This year, National Library Week is April 23-29, and that got us thinking about the best places to read a book at Metro Parks…
Highbanks Nature Center Library
A classic. The library inside of Highbanks’ nature center is the perfect spot to curl up with a book – especially on a rainy day. Bring your own book, or borrow one off the shelf! The Innis House at Inniswood also has a library where you can sit and read through books, and learn about local flora and fauna.
Battelle Darby Creek’s Hammock Nook
After stopping at your local library to pick up a book, head on over to Battelle Darby Creek, where there’s a hammock nook tucked behind the nature center! Enjoy a quiet, relaxing afternoon in the shade with your nose buried in a book. If you don’t have a hammock, don’t fret, stop by the nature center to borrow one of theirs!

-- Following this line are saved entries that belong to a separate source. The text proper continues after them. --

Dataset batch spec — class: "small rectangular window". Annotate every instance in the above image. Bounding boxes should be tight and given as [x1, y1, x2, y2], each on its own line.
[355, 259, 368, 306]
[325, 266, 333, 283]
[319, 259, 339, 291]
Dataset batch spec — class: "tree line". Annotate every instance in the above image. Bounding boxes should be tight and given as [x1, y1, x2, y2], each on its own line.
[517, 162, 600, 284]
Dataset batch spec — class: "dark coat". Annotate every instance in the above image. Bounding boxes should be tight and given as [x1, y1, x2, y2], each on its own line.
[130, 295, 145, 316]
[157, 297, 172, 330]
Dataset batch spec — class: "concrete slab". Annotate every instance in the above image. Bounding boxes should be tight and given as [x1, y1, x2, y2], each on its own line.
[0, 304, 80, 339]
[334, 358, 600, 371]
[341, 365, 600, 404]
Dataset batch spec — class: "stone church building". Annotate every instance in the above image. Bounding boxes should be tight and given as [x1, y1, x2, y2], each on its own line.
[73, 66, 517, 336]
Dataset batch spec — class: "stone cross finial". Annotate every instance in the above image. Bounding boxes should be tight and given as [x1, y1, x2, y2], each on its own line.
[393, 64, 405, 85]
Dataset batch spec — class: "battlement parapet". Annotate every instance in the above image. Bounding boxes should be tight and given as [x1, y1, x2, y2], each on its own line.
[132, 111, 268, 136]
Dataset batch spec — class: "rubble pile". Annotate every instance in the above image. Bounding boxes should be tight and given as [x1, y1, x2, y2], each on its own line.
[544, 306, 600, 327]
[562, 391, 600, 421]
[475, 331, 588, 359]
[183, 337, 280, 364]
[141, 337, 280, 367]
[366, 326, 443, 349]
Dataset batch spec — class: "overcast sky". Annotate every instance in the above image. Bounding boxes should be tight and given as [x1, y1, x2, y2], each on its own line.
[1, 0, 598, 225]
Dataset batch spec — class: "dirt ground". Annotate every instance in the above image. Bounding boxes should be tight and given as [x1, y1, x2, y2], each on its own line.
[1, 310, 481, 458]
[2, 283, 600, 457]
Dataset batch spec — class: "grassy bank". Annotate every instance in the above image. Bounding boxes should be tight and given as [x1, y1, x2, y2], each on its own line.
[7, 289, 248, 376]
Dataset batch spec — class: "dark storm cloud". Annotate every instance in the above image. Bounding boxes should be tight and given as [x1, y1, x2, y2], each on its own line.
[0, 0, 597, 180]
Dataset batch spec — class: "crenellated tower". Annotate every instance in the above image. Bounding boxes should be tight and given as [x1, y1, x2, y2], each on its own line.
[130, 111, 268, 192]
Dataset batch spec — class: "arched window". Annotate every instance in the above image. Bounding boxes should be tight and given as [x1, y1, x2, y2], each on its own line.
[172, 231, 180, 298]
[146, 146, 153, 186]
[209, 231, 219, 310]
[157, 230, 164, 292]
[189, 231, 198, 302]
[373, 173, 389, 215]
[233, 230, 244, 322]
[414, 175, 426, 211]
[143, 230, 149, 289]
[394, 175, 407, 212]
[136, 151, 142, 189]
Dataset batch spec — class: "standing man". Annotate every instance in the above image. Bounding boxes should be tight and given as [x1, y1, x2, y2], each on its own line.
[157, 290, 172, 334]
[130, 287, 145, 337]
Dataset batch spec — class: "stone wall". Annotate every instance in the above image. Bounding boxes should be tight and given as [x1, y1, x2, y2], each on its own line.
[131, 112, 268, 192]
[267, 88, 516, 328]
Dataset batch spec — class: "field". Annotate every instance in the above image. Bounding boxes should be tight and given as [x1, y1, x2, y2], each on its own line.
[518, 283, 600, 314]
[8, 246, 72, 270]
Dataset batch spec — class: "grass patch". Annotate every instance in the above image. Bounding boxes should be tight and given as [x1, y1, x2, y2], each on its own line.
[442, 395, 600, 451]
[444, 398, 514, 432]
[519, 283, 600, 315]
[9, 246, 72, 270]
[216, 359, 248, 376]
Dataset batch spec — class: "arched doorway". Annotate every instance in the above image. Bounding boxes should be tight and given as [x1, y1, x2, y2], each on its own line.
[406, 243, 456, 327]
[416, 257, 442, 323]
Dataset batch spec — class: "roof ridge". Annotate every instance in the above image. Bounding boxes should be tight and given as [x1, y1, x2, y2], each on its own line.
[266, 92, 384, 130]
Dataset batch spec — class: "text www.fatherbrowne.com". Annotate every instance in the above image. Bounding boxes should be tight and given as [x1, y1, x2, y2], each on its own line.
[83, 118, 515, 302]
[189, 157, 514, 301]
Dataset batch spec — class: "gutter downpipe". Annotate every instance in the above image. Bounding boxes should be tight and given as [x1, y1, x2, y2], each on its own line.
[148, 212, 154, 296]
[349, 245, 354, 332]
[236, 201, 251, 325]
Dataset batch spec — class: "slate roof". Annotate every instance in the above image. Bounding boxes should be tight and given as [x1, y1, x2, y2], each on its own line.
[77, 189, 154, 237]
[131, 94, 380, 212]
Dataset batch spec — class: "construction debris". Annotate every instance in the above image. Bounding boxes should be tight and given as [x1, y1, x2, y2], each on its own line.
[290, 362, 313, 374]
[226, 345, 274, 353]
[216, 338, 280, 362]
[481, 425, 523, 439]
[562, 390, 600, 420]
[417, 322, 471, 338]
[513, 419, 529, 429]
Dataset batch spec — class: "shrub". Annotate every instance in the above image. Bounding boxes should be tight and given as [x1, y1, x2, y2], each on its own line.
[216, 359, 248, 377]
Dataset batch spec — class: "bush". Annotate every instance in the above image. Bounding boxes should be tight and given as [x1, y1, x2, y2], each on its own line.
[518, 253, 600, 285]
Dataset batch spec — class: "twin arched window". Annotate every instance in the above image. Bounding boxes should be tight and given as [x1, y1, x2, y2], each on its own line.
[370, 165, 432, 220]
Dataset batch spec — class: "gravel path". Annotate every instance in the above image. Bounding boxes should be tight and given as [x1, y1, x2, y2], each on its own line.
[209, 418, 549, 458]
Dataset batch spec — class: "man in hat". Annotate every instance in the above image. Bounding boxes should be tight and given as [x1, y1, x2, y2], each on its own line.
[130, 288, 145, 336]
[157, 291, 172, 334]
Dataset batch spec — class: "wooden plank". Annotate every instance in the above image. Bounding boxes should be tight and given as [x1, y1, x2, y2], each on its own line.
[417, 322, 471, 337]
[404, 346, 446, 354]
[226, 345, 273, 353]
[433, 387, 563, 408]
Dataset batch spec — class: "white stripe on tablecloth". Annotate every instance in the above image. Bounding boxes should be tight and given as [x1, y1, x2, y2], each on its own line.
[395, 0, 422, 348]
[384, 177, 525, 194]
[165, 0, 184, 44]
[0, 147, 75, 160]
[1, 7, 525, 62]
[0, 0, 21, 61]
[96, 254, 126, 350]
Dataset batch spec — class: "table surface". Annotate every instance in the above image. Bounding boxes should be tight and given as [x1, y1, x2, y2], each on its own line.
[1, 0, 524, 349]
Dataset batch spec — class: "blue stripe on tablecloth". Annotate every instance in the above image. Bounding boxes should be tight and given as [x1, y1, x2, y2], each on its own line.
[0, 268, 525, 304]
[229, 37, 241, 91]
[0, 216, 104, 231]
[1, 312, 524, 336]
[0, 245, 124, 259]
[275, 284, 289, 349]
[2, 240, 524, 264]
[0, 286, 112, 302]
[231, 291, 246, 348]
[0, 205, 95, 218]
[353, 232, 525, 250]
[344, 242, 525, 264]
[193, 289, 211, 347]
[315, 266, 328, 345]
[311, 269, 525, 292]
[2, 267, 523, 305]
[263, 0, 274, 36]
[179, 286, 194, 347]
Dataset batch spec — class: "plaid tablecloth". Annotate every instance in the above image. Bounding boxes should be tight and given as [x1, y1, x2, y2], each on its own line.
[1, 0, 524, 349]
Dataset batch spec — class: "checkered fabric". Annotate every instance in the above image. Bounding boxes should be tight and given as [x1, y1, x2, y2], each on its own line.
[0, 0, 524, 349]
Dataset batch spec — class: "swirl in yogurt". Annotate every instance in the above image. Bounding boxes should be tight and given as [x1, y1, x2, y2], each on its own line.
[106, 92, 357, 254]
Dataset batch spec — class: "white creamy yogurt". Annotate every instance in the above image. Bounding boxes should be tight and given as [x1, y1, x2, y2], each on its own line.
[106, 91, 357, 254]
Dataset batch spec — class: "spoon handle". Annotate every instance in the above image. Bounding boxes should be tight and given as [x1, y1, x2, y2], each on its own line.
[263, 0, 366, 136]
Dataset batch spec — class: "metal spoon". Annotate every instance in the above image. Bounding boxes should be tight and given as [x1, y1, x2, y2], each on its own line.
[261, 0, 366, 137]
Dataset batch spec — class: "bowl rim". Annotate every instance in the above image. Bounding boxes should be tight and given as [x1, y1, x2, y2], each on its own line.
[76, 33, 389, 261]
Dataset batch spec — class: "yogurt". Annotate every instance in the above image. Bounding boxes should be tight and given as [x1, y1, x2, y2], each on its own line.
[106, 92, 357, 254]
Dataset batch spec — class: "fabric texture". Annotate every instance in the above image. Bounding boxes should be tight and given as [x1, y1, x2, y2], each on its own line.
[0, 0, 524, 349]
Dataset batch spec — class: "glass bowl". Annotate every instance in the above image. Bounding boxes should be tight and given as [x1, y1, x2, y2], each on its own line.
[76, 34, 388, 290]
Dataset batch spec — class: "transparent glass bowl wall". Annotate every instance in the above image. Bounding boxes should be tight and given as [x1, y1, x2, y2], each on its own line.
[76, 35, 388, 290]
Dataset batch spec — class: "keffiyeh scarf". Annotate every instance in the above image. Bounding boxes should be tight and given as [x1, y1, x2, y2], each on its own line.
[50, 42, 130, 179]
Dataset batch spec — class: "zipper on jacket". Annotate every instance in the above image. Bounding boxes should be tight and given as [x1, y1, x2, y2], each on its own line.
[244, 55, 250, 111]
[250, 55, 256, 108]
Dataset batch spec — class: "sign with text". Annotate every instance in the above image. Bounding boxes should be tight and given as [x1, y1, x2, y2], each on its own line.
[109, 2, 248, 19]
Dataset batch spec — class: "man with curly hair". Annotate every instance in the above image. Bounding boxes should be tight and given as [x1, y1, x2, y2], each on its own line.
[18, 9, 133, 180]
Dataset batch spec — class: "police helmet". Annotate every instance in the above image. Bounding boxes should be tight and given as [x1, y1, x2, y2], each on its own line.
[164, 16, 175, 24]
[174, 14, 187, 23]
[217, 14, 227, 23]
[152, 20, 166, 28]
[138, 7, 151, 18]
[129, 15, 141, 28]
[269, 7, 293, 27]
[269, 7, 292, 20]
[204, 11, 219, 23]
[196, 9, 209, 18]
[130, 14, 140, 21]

The Adirondack Chairs at Rocky Fork
Tucked away under the shade of the shelter house, the adirondack chairs at Rocky Fork Metro Park overlook the prairies of the park and provide a nice, quiet place to enjoy an evening of reading.
On A Swinging Bench, Overlooking Downtown
If you’re looking for a more urban place to read, try out the swinging benches at Scioto Audubon. There’s great views of downtown, and it’s not far from two Columbus Metropolitan Library branches!
Of course, you can bring your picnic blanket or find a bench or table at any one of the Metro Parks to settle in with a good book, and all Ohio residents can get a Columbus Metropolitan Library card for free!
Need a recommendation? Metro Parks’ Visitor Engagement team recommends these books:
- Virginia recommends Bugs Bunny: 50 Years and Only One Grey Hare by Joe Adamson or The Devil’s Music Master by Sam H. Shirakawa.
- Holly recommends Meet Me in the Bathroom by Lizzy Goodman or Little Weirds by Jenny Slate.
- Liz recommends In Cold Blood by Truman Capote or The Anthropocene Reviewed by John Green.
- Camille recommends The Night Circus by Erin Morgenstern or Braiding Sweetgrass by Robin Wall Kimmerer.
- Jill recommends The Great Kapok Tree by Lynne Cherry or The Midnight Library by Matt Haig.